Optimization (80-90% quota savings):

// Before: 3 separate API calls = 3 quota units
await sheets_data({ action: 'read', range: 'A1:A100' });
await sheets_data({ action: 'read', range: 'B1:B100' });
await sheets_data({ action: 'read', range: 'C1:C100' });

// After: 1 batch API call = 1 quota unit (saves 66% quota)
await sheets_data({
  action: 'batch_read',
  ranges: ['A1:A100', 'B1:B100', 'C1:C100'],
});

4. SyncError (Retryable with Conflict Resolution)

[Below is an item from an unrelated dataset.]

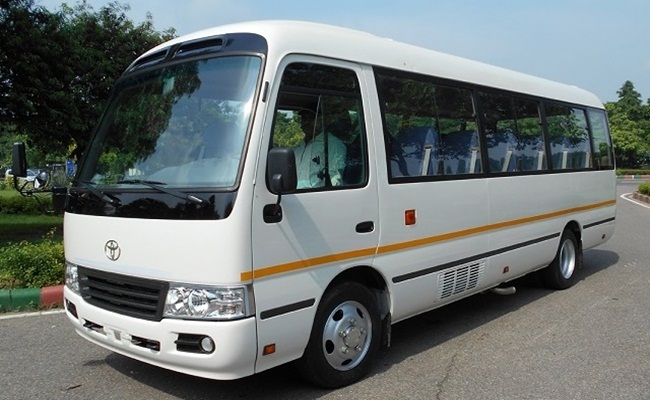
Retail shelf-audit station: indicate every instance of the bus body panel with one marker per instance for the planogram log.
(200, 252)
(434, 241)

When: Concurrent modifications, merge conflicts, stale data

Recovery Strategy (4 conflict types):

A) Concurrent Modification:

{
  code: 'TRANSACTION_CONFLICT',
  conflictType: 'concurrent_modification',
  message: 'Spreadsheet was edited by another user',
  retryable: true,
  resolutionSteps: [
    '1. Fetch latest state: sheets_core action="get"',
    '2. Apply your changes to the latest version',
    '3. Use transactions for atomic updates: sheets_transaction',
    '4. Lock ranges during edit: sheets_advanced action="add_protected_range"'
  ]
}

B) Stale Data (cached version outdated):

{
  conflictType: 'stale_data',
  lastKnownVersion: 42,
  currentVersion: 45,
  resolutionSteps: [
    '1. Fetch fresh data: sheets_core action="get"',
    '2. Invalidate local cache',
    '3. Use webhooks instead of polling: sheets_webhook',
    '4. Set shorter cache TTL'
  ]
}

C) Version Mismatch:

{
  conflictType: 'version_mismatch',
  resolutionSteps: [
    '1. Get current version: sheets_core action="get"',
    '2. Check version history: sheets_collaborate action="version_list"',
    '3. Use sheets_transaction for multi-step updates'
  ]
}

D) Merge Conflict (manual resolution required):

{
  conflictType: 'merge_conflict',
  resolutionSteps: [
    '1. View current state: sheets_core action="get"',
    '2. Implement resolution strategy:',
    '   - Last-write-wins: Use latest timestamp',
    '   - First-write-wins: Keep original version',
    '   - Three-way merge: Compare base, yours, theirs',
    '   - Custom: Use app-specific merge logic'
  ]
}

5. ApiTimeoutError (Retryable with Optimization)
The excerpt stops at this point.